Let's say I have a table that looks like this:
Mark - Green
Mark - Blue
Mark - Red
Adam - Yellow
Andrew - Red
Andrew - Green
And my objective is to compare the user "Mark" with all the other users in the database, to find out which other user he is most similar to. In this case, he would be most similar to Andrew (2/3 matches), and least similar to Adam (0/3) matches. After I've found out which user is most similar to Mark I would like to extract the entires that Andrew got but Mark doesn't.
Would this be possible in MySQL? I appreciate all help, thank you guys!
Edit: OVERWHELMED by all the good help! THANK you SO MUCH guys! I will be sure to check out all of your contributions!

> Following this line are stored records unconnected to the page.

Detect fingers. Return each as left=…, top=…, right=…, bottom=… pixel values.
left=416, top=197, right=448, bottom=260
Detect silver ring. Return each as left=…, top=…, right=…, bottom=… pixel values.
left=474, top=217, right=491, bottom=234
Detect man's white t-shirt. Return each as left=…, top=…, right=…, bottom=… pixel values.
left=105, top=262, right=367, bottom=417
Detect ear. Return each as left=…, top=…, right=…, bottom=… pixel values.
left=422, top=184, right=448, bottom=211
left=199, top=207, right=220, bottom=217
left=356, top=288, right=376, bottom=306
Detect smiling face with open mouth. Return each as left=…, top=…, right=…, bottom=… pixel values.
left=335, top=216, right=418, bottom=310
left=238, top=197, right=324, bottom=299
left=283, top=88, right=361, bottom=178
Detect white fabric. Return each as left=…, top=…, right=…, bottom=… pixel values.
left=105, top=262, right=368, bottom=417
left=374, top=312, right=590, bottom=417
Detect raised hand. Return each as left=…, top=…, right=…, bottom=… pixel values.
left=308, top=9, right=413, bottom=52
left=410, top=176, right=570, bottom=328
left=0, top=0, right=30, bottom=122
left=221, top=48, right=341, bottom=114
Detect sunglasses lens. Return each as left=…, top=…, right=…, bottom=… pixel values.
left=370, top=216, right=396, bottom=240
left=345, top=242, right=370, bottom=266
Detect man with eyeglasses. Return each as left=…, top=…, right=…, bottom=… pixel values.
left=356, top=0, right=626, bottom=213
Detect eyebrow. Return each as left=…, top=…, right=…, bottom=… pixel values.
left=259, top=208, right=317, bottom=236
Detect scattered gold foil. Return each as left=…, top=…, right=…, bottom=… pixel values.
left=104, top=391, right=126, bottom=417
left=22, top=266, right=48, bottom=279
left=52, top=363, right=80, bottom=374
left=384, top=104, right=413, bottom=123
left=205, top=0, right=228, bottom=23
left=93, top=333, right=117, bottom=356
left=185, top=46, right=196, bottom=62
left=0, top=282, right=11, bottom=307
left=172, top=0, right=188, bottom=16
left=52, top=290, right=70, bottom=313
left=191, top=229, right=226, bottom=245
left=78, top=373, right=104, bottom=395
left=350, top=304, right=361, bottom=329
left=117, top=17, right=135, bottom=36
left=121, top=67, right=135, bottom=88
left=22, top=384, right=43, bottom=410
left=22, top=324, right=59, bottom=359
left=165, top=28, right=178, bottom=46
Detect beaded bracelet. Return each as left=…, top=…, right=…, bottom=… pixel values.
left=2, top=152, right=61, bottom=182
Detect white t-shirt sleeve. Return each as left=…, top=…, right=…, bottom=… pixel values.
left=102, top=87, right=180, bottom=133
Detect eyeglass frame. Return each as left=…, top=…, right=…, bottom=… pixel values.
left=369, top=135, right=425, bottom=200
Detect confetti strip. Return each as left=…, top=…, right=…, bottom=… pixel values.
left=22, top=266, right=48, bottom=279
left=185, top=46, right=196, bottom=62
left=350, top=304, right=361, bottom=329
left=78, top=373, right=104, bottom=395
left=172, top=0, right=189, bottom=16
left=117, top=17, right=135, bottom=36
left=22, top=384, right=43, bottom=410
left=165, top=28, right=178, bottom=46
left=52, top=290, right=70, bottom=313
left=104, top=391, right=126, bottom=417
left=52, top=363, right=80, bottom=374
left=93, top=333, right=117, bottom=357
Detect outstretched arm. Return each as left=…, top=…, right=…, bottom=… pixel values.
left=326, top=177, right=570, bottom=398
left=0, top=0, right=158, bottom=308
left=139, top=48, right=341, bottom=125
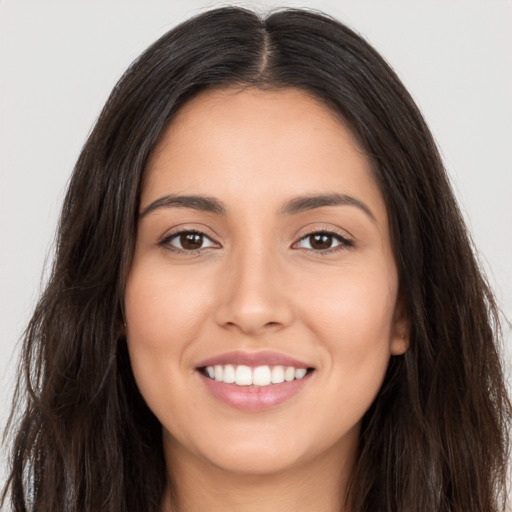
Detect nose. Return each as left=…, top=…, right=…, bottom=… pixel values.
left=215, top=245, right=293, bottom=335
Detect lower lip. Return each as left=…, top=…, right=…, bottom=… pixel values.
left=199, top=372, right=312, bottom=411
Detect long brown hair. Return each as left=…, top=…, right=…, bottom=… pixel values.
left=4, top=8, right=511, bottom=512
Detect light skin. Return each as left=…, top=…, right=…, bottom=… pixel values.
left=125, top=89, right=407, bottom=512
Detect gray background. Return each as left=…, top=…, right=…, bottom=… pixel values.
left=0, top=0, right=512, bottom=488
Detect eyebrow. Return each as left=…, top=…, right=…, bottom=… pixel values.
left=281, top=193, right=376, bottom=222
left=139, top=193, right=376, bottom=222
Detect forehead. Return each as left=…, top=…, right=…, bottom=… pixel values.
left=141, top=88, right=386, bottom=222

The following query attempts to list all the users with the number of matches to Mark. It basically joins the table with Mark's entries and counts the common entries for all users.
SELECT ours.user, theirs.user, count(*) as `score`
FROM tableName as `theirs`, (SELECT *
FROM tableName
WHERE user = 'Mark') as `ours`
WHERE theirs.user != 'Mark' AND
theirs.color = ours.color
GROUP BY theirs.user
ORDER BY score DESC
The query, however, wouldn't work if there's duplicate data (i.e. one person picks the same color twice). But that shouldn't be a problem as you mention in the comments that it wouldn't occur.
The query can be modified to show the score for all users:
SELECT ours.user as `myUser`, theirs.user as `theirUser`, count(*) as `score`
FROM tableName as `ours`, tableName as `theirs`
WHERE theirs.user != ours.user AND
theirs.color = ours.color
GROUP BY ours.user, theirs.user
ORDER BY score DESC
Let Q be the above query that gives you the most similar user. Once you have that user, you can use it to show the distinct entries between them. Here's what we're trying to do:
SELECT *
FROM tableName as theirs
WHERE user = 'Andrew'
AND NOT EXISTS (SELECT 1
FROM tableName as ours
WHERE ours.user = 'Mark'
AND ours.color = theirs.color)
Replacing the inputs Andrew and Mark from Q:
SELECT similar.myUser, theirs.user, theirs.color
FROM tableName as theirs JOIN (Q) as similar
ON theirs.user = similar.theirUser
WHERE NOT EXISTS (SELECT 1
FROM tableName as ours
WHERE ours.user = similar.myUser
AND ours.color = theirs.color)
Here's the final query up and running. Hope this makes sense.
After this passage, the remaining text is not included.